Rohit Jain summarizes the quest for database nirvana. Nirvana? Please. It’s *&^%$ software.
— Brian Wang explains Wave Computing’s Dataflow Processing Unit, a chip that Wave claims offers 10X faster training and 100X faster inference than any existing system based on CPU accelerators.
— On Linux.com, Libby Clark interviews IBM’s Diana Arroyo and Alek Slominski and gleans tips for serverless computing with Apache Mesos.
— On the Hortonworks blog, Sanjay Radia and Saumitra Buragohain explain the ins and outs of Hadoop in the cloud. Curiously, they don’t mention EMR.
— Gary Cokins summarizes arguments for and against the use of Big Data in Analytics.
— Kalev Leetaru wonders if corporate data centers are obsolete.
— Wayne Eckerson asks what can go wrong in self-service analytics.
— Cloudera’s Sean Anderson discusses the impact of Spark 2.0.

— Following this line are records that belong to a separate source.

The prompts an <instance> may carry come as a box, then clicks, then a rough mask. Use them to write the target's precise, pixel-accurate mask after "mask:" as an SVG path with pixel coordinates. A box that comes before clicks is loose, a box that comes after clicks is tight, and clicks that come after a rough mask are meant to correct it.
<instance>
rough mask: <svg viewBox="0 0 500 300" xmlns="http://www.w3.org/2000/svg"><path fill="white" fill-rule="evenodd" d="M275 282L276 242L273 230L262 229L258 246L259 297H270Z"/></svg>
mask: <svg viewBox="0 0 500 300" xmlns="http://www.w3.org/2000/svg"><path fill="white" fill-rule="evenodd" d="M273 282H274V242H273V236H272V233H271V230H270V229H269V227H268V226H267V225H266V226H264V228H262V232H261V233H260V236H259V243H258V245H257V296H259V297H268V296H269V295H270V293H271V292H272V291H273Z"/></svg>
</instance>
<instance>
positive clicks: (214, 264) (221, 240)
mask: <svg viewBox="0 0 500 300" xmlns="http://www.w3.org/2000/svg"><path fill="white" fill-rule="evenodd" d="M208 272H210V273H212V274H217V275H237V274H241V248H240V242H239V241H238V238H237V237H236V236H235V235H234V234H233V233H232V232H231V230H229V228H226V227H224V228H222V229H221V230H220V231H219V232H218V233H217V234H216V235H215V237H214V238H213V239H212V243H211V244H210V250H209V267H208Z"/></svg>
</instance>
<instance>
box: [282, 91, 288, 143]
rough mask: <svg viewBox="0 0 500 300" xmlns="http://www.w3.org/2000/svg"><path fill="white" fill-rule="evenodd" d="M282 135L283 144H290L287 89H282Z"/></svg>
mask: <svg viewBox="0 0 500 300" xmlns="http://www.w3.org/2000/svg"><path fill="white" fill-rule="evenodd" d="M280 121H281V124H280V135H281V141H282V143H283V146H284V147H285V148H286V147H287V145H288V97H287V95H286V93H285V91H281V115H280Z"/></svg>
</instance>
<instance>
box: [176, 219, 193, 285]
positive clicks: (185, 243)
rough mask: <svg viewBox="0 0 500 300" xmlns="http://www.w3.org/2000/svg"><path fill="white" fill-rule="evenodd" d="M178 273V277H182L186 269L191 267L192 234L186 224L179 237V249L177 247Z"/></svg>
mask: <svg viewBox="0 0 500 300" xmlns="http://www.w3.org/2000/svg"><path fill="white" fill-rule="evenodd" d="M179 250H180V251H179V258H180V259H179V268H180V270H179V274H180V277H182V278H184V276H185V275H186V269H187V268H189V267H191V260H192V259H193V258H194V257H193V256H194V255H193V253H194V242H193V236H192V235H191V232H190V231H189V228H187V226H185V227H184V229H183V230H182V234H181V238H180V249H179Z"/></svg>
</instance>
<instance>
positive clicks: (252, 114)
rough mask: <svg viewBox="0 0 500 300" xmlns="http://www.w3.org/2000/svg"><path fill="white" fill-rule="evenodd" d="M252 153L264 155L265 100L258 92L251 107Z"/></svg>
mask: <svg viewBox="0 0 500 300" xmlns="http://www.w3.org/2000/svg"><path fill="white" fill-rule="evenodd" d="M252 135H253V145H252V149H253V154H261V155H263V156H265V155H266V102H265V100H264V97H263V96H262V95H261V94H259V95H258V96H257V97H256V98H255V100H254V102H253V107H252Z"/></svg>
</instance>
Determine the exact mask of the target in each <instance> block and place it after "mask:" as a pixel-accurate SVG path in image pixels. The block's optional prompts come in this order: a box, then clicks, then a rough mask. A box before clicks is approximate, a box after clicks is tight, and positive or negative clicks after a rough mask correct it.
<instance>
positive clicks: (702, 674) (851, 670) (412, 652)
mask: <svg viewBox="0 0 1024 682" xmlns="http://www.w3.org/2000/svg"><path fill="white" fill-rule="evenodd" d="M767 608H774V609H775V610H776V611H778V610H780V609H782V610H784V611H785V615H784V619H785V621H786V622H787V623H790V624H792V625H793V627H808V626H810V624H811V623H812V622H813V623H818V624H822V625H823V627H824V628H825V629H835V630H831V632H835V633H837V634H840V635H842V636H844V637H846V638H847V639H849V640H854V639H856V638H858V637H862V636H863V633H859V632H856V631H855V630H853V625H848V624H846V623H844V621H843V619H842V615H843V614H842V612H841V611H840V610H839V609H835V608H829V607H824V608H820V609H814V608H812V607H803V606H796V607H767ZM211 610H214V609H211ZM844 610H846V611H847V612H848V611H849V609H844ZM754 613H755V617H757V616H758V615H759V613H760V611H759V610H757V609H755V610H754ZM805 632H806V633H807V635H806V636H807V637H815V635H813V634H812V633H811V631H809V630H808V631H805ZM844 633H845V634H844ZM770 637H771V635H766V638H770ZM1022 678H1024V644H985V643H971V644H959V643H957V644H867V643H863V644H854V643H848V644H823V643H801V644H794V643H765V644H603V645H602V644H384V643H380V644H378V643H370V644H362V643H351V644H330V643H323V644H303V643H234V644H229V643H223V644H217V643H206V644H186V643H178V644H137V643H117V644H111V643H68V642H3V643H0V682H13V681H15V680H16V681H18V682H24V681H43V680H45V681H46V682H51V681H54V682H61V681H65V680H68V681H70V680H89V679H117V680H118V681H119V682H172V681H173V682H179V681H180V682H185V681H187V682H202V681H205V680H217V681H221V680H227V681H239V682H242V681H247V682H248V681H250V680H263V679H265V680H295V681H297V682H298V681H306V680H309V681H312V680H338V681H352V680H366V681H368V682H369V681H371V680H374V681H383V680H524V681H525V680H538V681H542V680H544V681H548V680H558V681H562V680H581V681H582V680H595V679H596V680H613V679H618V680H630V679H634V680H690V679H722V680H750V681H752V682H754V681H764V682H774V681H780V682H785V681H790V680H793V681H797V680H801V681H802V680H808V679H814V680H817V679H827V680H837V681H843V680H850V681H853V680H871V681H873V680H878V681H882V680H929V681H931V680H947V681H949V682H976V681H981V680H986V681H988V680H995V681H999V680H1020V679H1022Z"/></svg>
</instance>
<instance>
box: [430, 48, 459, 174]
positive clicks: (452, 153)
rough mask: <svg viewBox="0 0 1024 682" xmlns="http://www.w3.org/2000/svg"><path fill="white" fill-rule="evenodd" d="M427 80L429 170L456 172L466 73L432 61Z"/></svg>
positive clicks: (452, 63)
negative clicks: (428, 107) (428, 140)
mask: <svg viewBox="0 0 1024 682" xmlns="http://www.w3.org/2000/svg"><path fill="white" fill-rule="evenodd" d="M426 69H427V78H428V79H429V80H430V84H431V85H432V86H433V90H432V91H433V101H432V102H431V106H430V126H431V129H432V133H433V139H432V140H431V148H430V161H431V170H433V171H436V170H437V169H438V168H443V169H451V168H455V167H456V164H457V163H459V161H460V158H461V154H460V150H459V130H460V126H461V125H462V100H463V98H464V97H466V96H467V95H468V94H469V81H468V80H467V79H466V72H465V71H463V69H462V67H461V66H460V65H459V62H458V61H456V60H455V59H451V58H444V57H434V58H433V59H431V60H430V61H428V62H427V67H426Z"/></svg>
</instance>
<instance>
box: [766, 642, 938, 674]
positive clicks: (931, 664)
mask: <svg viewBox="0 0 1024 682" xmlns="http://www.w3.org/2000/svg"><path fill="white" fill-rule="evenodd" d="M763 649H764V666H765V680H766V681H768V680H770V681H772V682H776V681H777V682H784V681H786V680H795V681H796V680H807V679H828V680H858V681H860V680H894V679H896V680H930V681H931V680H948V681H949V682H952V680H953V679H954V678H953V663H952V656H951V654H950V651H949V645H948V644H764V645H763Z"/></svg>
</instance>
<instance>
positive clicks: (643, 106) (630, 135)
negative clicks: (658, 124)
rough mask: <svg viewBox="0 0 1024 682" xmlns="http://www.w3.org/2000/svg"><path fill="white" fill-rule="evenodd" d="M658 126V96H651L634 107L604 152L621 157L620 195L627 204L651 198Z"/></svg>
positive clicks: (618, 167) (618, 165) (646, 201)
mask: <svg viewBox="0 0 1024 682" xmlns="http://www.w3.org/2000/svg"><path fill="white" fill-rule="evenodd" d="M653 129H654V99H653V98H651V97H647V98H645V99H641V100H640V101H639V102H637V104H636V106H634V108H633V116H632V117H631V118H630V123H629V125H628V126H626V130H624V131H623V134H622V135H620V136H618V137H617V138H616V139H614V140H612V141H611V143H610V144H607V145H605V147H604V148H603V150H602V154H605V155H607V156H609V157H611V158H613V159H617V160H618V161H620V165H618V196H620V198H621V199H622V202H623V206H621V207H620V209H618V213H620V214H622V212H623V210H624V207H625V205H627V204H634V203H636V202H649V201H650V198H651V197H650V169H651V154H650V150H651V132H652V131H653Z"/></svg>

— Venture capitalist Tomasz Tunguz likes how ServiceNow measures customer churn.
— On the Hortonworks blog, Louise Matthews interviews a couple of HDP executives about HDP+MSFT. Looking at HDP’s latest financials, MSFT should just buy HDP and put it out of its misery.
— Ronald van Loon surveys machine learning from an executive perspective.
— On the BigML blog, an author who blogs as atakancetinsoy touts BigML for Google Sheets. I’ve been testing BigML lately and like what I see.
Open Source News
— ASF announces version 0.8.1 of Apache Gearpump (incubating). Gearpump is Yet Another Streaming Engine.
— SQL-on-HBase engine Apache Phoenix announces the availability of Release 4.8.0, with a few enhancements and lots of bug fixes.